Quant à nous, comme celui que nous adorons est Dieu, un Dieu qui n'est pas venu du non-être à l'existence, mais qui est éternel engendré de l'éternel, qui dépasse toute cause, parole, idée soit de temps soit de nature, c'est la Mère de Dieu que nous honorons et vénérons. Nous ne voulons pas dire qu'il tienne d'elle la naissance intemporelle de sa divinité - la génération du Verbe de Dieu est hors du temps et éternelle comme le Père - mais nous confessons une seconde naissance, par incarnation volontaire, et de celle-ci nous connaissons la cause et nous la proclamons par nos louanges. Il se fait chair, celui qui est éternellement incorporel, "à cause de nous et à cause de notre salut", pour sauver le semblable par le semblable. Et s'incarnant, il naît de cette Vierge sacrée sans union humaine, restant lui-même Dieu tout entier, et tout entier devenu homme; pleinement Dieu avec sa chair, et pleinement homme avec son infinie divinité. C'est en reconnaissant ainsi cette Vierge comme Mère de Dieu que nous célébrons sa dormition [: nous ne l'appelons pas une déesse - loin de nous ces fables de l'imposture grecque! puisque nous annonçons aussi sa mort. Mais nous la reconnaissons pour la Mère de Dieu incarné].
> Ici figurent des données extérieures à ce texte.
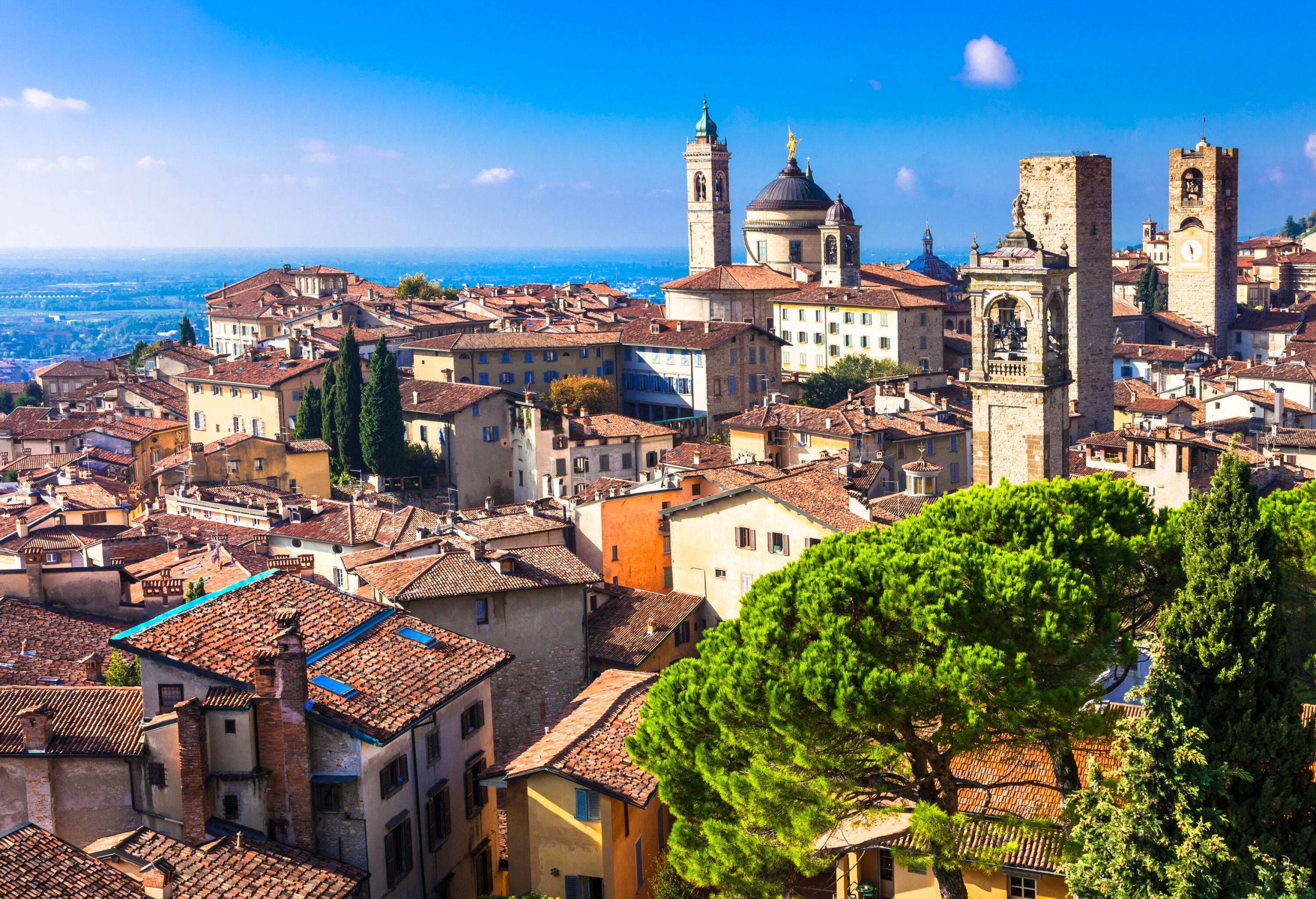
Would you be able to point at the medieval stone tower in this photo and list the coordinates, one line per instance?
(1020, 377)
(1068, 200)
(1204, 237)
(708, 198)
Célébrons-la aujourd'hui, par des chants sacrés, nous qui avons été enrichis au point d'être le peuple du Christ et de porter ce nom ! Honorons-la par des stations nocturnes ! Réjouissons-la par la pureté de l'âme et du corps, elle qui réellement est plus pure que tous les êtres sans exception après Dieu car le semblable se plaît au semblable. Rendons-lui hommage par notre miséricorde et notre compassion à l'égard des indigents. Si rien ne fait honneur à Dieu comme la miséricorde, qui contestera que sa Mère soit honorée par les mêmes sentiments, elle qui a mis à notre disposition cet abîme ineffable, l'amour de Dieu pour nous ?
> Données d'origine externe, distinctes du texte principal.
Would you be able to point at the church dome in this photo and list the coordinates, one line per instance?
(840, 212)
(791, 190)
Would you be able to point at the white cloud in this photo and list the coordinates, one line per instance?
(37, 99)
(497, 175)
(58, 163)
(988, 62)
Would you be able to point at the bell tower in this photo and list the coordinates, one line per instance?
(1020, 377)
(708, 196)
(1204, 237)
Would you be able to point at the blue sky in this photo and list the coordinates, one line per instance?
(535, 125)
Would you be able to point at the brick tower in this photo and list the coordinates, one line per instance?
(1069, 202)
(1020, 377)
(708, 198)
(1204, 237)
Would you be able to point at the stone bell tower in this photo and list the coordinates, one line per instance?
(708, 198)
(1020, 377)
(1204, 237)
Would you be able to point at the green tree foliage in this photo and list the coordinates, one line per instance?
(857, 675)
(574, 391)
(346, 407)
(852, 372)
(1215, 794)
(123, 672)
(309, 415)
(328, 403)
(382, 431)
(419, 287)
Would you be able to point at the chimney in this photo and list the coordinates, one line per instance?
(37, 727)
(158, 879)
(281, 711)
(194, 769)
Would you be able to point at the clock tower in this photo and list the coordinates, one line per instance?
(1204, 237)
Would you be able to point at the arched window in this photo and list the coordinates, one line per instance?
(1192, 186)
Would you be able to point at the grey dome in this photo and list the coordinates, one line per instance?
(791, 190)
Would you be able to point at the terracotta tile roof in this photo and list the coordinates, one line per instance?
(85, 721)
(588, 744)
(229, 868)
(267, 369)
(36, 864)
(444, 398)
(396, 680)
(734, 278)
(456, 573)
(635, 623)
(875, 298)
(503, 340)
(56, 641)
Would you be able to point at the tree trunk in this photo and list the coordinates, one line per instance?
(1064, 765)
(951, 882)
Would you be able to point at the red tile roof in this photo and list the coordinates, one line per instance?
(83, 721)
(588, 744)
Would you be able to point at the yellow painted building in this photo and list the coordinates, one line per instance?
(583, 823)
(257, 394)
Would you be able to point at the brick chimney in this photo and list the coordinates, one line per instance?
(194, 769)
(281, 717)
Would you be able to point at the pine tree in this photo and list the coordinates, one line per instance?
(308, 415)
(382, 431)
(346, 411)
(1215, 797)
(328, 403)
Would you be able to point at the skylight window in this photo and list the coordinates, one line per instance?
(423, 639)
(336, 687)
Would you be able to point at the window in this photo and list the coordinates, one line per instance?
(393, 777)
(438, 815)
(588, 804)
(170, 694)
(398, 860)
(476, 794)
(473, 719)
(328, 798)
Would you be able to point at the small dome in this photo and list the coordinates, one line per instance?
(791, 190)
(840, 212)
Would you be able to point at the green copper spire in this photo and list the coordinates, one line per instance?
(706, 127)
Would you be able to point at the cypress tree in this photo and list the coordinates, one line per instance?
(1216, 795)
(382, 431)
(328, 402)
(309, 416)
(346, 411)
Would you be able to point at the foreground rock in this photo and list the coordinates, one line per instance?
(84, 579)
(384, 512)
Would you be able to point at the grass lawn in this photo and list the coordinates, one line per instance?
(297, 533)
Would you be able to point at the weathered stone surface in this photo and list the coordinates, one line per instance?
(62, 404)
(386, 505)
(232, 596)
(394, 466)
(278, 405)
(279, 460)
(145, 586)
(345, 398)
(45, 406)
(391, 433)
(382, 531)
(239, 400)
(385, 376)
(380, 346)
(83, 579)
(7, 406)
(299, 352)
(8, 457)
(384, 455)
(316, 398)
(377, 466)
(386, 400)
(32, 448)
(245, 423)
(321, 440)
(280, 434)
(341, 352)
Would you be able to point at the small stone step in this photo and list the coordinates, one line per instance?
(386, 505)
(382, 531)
Par elle nos hostilités séculaires avec le Créateur ont pris fin. Par elle notre réconciliation avec Lui fut proclamée, la paix et la grâce nous furent données, les hommes unissent leurs chœurs à ceux des anges, et nous voilà faits enfants de Dieu, nous qui étions auparavant un objet de mépris ! Par elle nous avons vendangé le raisin qui donne la vie; d'elle nous avons cueilli le germe de l'incorruptibilité. De tous les biens elle est devenue pour nous la médiatrice. En elle Dieu s'est fait homme, et l'homme est devenu Dieu. Quoi de plus paradoxal ? Quoi de plus heureux ?
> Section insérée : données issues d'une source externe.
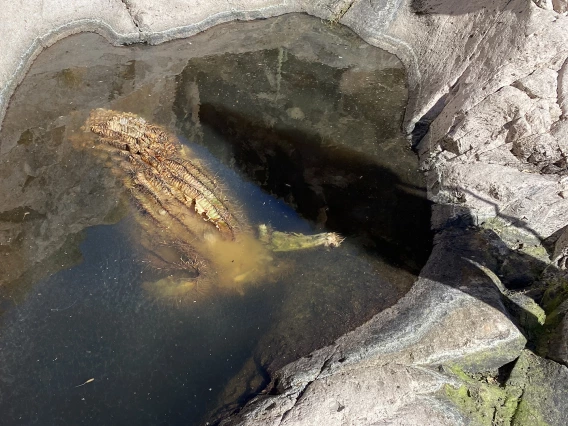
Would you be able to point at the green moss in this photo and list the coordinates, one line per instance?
(482, 400)
(527, 415)
(555, 294)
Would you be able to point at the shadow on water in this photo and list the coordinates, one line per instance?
(158, 361)
(337, 188)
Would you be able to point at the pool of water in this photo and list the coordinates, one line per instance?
(298, 119)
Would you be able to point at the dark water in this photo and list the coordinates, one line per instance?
(299, 120)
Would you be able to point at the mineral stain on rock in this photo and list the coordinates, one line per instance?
(292, 129)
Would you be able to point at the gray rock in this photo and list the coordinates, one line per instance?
(540, 84)
(378, 372)
(544, 385)
(558, 335)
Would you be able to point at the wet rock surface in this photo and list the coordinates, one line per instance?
(482, 77)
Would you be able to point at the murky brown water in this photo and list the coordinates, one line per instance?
(299, 120)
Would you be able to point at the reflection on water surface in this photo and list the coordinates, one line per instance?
(299, 121)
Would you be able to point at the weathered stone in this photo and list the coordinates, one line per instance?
(537, 149)
(540, 84)
(563, 88)
(558, 334)
(544, 387)
(434, 324)
(533, 201)
(461, 58)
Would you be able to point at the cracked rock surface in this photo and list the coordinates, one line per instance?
(488, 85)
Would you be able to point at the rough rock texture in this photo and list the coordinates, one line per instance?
(490, 78)
(544, 387)
(387, 370)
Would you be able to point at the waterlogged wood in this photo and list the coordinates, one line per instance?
(192, 231)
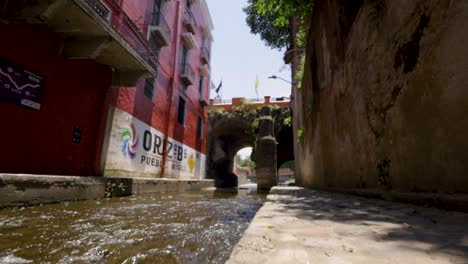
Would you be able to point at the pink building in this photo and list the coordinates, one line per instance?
(105, 87)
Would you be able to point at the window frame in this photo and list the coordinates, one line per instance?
(181, 113)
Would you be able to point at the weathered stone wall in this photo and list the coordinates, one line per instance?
(385, 95)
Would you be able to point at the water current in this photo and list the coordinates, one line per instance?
(194, 227)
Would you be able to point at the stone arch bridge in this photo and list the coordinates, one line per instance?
(239, 124)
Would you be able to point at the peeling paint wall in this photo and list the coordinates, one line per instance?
(385, 95)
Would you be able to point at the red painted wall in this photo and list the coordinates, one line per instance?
(161, 112)
(40, 142)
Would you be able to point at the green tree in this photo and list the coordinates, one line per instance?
(270, 19)
(263, 24)
(247, 162)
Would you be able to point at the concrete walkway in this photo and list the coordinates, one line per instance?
(303, 226)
Le premier répons des matines, tiré essentiellement du psaume 44 :
℟. Diffúsa est grátia in lábiis tuis : * Proptérea benedíxit te Deus in ætérnum. ℣. Myrrha, et gutta, et cásia a vestiméntis tuis, a dómibus ebúrneis, ex quibus delectavérunt te fíliæ regum in honóre tuo. * Proptérea benedíxit te Deus in ætérnum.
La grâce est répandue sur vos lèvres : c’est pourquoi le Seigneur vous a bénie pour l’éternité. La myrrhe, l’aloès et la cannelle s’exhalent de vos vêtements et de vos maisons d’ivoire, dont vous ont fait présent des filles de rois pour vous honorer. C’est pourquoi le Seigneur vous a bénie pour l’éternité.